I see a lot of answers describing *what* tensors are, but none really describe *...

I see a lot of answers describing what tensors are, but none really describe why they're important. To understand this, let's go back to some first-year Calculus. If we have a function f, we can approximate f as

f(x+dx) = f(x) + f'(x)dx + O(dx^2)

This should look familiar: taking a = f(x) and b = f'(x), this is just the line a + b.dx! In other words, Calculus is just a way transforming questions about (differentiable) functions into questions about lines.

So this is all well and good, but what if x is a vector? Or f(x) is a vector? Or both? Well, now we can approximate

f(x+dx) = f(x) + Df(x).dx + O(|dx|^2)

Here, Df(x) is nothing other than the matrix [(df_i/dx_j)(x)]. In other words, we still get a linear approximation. But now suppose we get greedy and want to take higher order derivatives: what is the derivative of Df(x)? It's a tensor!

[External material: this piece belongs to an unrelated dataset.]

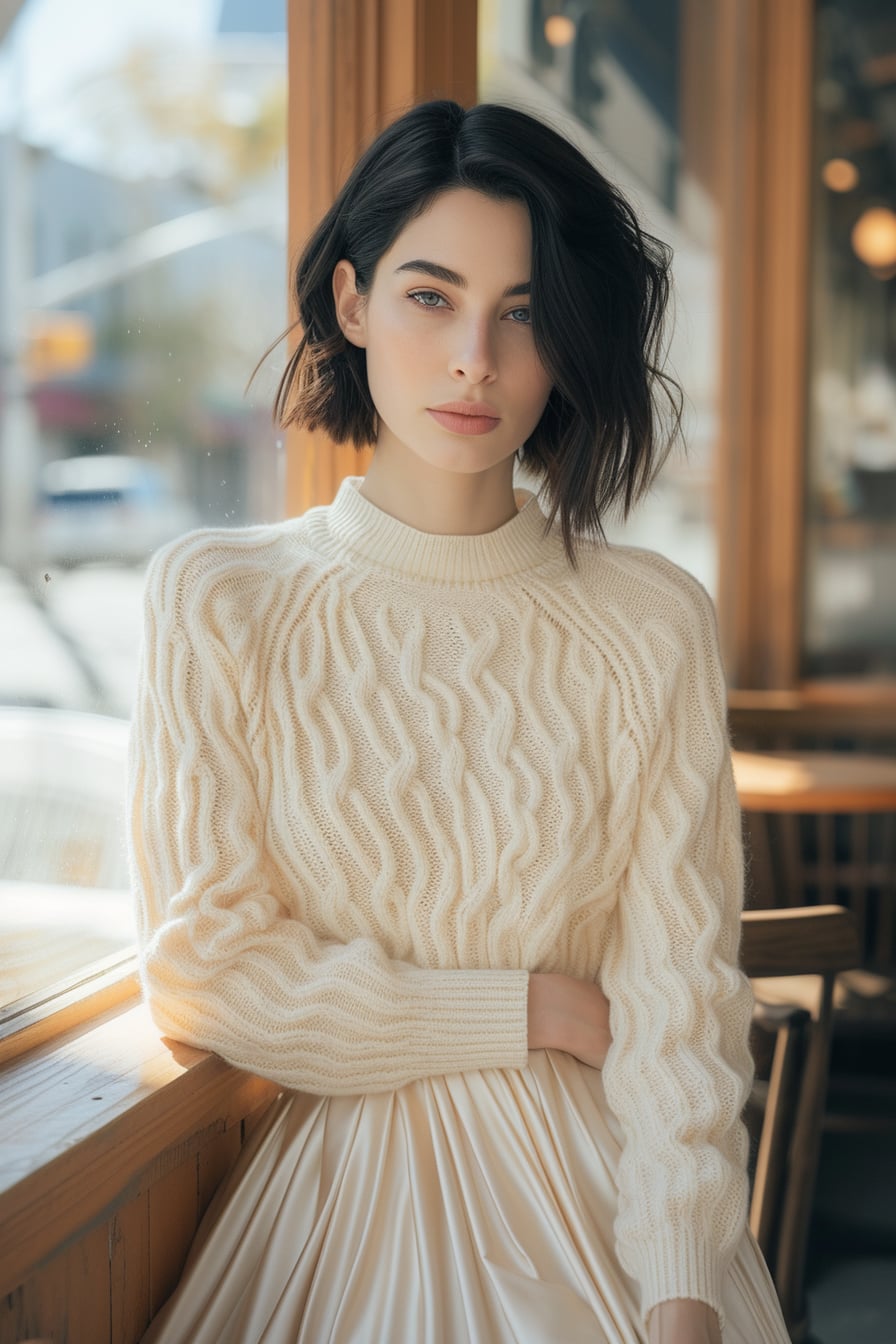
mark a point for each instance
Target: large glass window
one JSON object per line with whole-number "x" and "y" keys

There are a few ways to think about this (which gives rise to the different interpretations of a tensor):

1. It's just df_i/(dx_jdx_k). This is a multi-dimensional array.

2. In 1D, we have

f(x+dx) = f(x) + f'(x)dx + (1/2)f''(x)dx^2 + O(dx^3)

In higher dimensions, we get

f(x+dx) = f(x) + Df(x)*dx + dx'.D^2f(x).dx + O(|dx|^3)

Here, D^2f(x) is a multi-linear map: it takes in two copies of the vector dx, and returns a new vector.

More generalizations exist for various reasons, but I think this intuition captures why tensors show up so often.